Lebih jauh, Prabowo mengungkapkan rasa optimistisnya terhadap masa depan Indonesia yang tengah berada dalam fase kebangkitan besar. "Indonesia sedang bangkit. This giant is waking up. We will not be anymore the sleeping giant. We are rising," Prabowo menegaskan.

Targetkan Indonesia Produksi Sedan Listrik

Presiden Prabowo Subianto meresmikan pabrik perakitan kendaraan komersial berbasis listrik milik PT VKTR Sakti Industries di Magelang, Jawa Tengah. (Dok: Bakom RI)

Presiden RI Prabowo Subianto menegaskan motivasi besar Indonesia dalam industri kendaraan listrik. Dua tahun ke depan, tepatnya pada 2028, Prabowo menargetkan Indonesia sudah mampu memproduksi mobil sedan listrik secara massal.

Pernyataan tersebut disampaikan Prabowo saat meresmikan pabrik perakitan kendaraan komersial berbasis listrik milik PT VKTR Sakti Industries di Magelang, Jawa Tengah, Kamis (9/4/2026). Prabowo yakin target tersebut dapat tercapai, mengingat kemampuan Indonesia yang kini sudah memproduksi kendaraan komersial berbasis energi ramah lingkungan.

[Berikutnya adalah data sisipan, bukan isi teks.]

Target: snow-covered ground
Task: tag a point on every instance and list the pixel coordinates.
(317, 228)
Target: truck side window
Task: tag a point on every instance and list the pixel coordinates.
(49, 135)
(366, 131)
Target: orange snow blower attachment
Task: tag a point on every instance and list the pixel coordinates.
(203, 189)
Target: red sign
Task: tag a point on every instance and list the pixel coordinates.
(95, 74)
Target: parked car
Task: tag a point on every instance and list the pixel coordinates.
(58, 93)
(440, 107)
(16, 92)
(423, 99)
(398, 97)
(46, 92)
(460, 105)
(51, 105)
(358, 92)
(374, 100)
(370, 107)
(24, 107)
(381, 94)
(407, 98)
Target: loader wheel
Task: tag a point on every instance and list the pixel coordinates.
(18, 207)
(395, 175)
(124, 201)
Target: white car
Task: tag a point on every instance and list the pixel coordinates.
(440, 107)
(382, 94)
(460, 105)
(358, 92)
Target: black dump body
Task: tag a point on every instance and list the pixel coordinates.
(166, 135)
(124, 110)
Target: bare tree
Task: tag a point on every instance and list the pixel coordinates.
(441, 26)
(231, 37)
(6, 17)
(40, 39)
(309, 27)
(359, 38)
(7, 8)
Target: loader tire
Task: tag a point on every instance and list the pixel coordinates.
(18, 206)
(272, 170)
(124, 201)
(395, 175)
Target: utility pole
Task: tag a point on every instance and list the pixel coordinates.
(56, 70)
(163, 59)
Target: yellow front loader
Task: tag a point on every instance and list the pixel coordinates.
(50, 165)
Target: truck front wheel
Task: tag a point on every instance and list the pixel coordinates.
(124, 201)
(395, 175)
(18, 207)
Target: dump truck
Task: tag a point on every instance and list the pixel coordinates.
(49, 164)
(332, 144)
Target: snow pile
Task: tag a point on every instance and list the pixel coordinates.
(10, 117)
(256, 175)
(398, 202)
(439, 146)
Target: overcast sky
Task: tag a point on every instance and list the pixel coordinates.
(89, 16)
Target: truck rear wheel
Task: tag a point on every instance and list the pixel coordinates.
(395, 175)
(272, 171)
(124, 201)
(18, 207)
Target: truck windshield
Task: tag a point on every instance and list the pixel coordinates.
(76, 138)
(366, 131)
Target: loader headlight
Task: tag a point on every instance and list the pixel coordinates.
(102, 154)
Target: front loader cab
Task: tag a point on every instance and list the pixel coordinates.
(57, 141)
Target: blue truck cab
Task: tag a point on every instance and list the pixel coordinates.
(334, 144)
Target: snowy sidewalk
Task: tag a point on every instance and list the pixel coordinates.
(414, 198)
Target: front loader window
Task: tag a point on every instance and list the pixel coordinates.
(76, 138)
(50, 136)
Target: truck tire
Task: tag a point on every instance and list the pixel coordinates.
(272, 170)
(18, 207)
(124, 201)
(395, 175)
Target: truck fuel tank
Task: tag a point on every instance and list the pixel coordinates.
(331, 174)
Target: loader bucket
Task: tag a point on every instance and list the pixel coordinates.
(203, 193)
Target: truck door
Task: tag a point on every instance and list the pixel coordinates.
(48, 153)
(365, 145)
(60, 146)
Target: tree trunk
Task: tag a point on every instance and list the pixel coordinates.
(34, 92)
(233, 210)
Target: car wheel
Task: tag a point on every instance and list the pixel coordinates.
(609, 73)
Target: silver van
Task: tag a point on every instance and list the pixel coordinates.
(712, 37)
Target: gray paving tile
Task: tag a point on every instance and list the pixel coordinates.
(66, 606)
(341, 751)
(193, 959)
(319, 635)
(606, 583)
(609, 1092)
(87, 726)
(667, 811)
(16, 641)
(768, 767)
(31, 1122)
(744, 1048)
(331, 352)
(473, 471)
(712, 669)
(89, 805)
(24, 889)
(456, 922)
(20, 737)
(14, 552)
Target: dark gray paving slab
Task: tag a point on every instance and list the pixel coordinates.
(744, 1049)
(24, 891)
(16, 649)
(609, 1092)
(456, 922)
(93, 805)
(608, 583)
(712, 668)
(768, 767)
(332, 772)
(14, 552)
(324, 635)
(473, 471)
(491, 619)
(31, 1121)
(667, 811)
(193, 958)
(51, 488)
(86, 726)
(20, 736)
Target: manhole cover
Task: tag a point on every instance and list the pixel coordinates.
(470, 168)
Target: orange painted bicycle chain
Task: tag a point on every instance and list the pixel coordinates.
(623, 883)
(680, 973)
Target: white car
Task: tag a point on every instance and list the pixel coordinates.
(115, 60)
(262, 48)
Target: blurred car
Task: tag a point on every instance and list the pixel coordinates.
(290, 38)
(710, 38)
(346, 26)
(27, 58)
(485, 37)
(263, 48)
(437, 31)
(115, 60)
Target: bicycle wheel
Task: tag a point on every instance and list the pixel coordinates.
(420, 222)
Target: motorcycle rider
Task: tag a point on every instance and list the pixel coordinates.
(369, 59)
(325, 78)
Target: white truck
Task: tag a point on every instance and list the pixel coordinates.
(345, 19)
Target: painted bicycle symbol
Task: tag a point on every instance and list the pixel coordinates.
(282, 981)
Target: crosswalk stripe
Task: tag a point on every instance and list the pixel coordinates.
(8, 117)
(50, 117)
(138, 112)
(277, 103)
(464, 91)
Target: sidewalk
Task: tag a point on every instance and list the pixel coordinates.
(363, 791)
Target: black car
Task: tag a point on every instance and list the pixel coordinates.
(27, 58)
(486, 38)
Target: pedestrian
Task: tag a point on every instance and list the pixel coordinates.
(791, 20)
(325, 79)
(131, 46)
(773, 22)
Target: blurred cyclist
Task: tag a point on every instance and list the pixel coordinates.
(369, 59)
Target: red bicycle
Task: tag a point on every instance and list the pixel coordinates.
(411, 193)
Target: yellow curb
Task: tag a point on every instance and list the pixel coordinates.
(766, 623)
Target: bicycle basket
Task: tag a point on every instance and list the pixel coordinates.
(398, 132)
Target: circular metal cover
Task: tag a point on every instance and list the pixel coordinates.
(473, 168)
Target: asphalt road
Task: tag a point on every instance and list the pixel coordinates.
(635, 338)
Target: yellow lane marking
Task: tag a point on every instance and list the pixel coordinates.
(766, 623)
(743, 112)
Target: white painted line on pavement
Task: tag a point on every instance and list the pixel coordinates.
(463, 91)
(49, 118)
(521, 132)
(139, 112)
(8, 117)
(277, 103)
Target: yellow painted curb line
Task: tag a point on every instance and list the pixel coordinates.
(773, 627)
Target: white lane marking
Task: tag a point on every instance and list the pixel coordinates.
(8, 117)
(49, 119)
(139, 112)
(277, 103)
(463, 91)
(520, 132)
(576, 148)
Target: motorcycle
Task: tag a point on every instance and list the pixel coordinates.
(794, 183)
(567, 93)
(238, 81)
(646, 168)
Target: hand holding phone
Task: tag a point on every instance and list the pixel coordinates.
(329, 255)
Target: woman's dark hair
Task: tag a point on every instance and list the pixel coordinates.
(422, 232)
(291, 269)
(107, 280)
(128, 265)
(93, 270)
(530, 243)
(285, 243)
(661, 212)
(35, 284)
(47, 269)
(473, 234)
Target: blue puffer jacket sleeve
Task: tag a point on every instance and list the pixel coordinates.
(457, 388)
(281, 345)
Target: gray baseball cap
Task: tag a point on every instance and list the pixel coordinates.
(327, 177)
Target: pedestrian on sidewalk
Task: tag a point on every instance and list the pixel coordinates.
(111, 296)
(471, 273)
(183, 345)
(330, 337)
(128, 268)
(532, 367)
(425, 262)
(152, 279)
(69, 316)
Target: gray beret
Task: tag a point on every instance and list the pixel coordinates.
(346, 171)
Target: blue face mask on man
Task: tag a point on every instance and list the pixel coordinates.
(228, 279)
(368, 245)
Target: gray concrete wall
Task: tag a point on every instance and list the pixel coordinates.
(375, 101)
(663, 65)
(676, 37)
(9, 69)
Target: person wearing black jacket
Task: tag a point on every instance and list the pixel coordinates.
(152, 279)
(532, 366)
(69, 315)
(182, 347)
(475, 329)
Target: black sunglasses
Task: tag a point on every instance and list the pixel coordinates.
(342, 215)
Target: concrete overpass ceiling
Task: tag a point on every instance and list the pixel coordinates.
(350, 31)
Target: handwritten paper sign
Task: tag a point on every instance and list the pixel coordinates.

"Jadi hari ini, saya sangat gembira, saya sangat bangga, kita sekarang di Indonesia punya kemampuan untuk produksi bus dan truk listrik. Ini sangat-sangat penting," ujarnya.

"Dan, memang rencana kita, saya berharap di tahun 2028, kita akan produksi besar-besaran mobil sedan dari listrik," lanjutnya.

Prabowo menilai capaian industri saat ini menjadi fondasi penting menuju target dalam mendukung swasembada energi. Indonesia kini tidak lagi sebagai konsumen, melainkan sudah memasuki fase sebagai produsen dengan memproduksi kendaraan listrik skala besar.

"Jadi sekarang sudah ada bus dari listrik, truk dari listrik, dan kemampuannya juga cukup besar. Membanggakan," kata Prabowo.